Ia membuka laci pada lemari yang juga dijasikan sebagai meja rias. Di dalam laci tersebut, ada dua bingkai foto yang berisi fotonya bersama ibu dan ayahnya. Di belakang foto itu, tertulis tanggal dan tahun di mana usianya baru menginjak tujuh tahun. Wajah gadis kecil yang ada di dalam foto itu sungguh bahagia seperti kesedihan tak pernah bertandang dan kehilangan tak tahu jalan untuk mengunjunginya.

Andini terisak. Ia menangis seraya mengelus foto sang ibu yang tersenyum manis sambil menatap kamera yang hendak memfoto mereka. Senyuman itu begitu diharapkan untuk kembali ada.
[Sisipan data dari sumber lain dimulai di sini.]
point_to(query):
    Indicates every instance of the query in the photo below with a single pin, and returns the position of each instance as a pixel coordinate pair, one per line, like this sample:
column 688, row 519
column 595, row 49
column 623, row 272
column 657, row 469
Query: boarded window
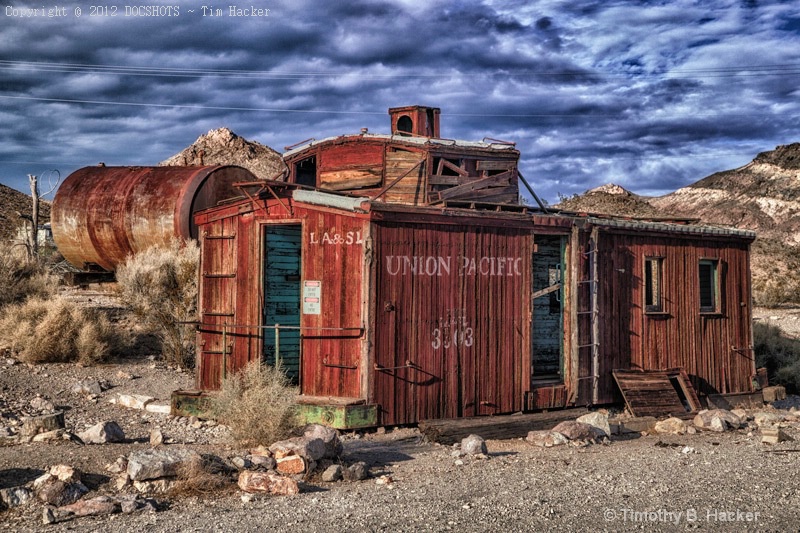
column 653, row 300
column 709, row 286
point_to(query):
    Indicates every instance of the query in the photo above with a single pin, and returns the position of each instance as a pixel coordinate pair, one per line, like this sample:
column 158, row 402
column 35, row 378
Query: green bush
column 779, row 354
column 257, row 403
column 160, row 285
column 57, row 330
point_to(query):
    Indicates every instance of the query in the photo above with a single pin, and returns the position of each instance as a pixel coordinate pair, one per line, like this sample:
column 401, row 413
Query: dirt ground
column 708, row 481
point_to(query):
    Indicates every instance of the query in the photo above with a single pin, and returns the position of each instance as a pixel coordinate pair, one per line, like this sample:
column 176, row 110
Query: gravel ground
column 640, row 482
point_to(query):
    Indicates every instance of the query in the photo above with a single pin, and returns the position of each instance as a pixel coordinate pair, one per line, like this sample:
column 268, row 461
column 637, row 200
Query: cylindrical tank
column 100, row 215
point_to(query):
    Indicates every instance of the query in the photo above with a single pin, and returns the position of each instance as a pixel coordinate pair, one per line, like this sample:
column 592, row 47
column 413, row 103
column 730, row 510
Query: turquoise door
column 282, row 297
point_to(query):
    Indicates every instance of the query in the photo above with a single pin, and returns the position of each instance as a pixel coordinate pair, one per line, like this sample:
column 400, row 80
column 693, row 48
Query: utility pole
column 34, row 243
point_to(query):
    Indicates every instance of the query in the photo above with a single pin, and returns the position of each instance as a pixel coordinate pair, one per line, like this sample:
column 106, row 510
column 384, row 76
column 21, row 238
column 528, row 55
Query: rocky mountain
column 12, row 202
column 763, row 196
column 224, row 147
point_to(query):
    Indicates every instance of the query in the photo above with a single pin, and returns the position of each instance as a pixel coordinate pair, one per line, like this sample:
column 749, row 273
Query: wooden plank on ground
column 452, row 430
column 656, row 392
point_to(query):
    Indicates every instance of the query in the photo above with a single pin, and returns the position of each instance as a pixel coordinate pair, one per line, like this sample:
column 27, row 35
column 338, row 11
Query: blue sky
column 649, row 95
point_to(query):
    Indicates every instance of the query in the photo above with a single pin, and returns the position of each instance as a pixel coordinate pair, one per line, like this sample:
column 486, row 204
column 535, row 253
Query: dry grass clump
column 202, row 476
column 57, row 331
column 22, row 278
column 160, row 285
column 779, row 354
column 258, row 404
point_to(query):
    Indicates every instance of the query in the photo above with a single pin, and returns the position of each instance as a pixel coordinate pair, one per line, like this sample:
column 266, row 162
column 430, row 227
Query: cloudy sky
column 650, row 95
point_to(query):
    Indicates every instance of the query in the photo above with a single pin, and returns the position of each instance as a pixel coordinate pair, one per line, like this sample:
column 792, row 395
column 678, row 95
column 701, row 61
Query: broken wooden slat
column 655, row 392
column 337, row 180
column 491, row 181
column 452, row 430
column 460, row 171
column 496, row 165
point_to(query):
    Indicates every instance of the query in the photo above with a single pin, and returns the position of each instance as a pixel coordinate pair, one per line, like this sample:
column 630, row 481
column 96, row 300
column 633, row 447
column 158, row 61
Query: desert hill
column 224, row 147
column 13, row 201
column 763, row 196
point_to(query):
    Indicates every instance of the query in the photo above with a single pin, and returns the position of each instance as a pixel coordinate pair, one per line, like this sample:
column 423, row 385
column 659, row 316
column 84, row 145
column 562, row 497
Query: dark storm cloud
column 651, row 95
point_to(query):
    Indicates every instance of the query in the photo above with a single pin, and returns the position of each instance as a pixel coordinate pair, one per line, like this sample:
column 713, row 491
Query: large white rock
column 598, row 420
column 153, row 464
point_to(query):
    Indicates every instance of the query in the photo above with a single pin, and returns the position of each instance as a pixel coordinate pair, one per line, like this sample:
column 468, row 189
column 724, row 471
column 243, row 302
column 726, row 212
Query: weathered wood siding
column 453, row 320
column 712, row 347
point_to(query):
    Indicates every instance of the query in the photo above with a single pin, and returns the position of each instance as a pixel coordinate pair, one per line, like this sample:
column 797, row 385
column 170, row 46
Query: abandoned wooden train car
column 412, row 165
column 390, row 314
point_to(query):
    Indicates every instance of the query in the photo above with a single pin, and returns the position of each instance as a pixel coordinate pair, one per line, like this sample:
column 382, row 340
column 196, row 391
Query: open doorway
column 281, row 313
column 547, row 329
“Mama,” panggilnya pelan. Dadanya bergetar, naik turun mengikuti usahanya menahan perih dan sesak yang makin menjadi.

Malam panjang ini adalah miliknya. Selama di Singapura, kehadiran tante Eka sedikit membuatnya melupakan kerinduan akan Melisa. Foto-foto semasa kecil, juga ponsel lamanya, sengaja dijauhkan oleh tante Eka agar tak membuatnya bersedih. Dan kini, meski waktu telah berjalan cukup jauh, delapan tahun, Andini masih menangis bak anak kecil yang sangat merindukan sang ibu.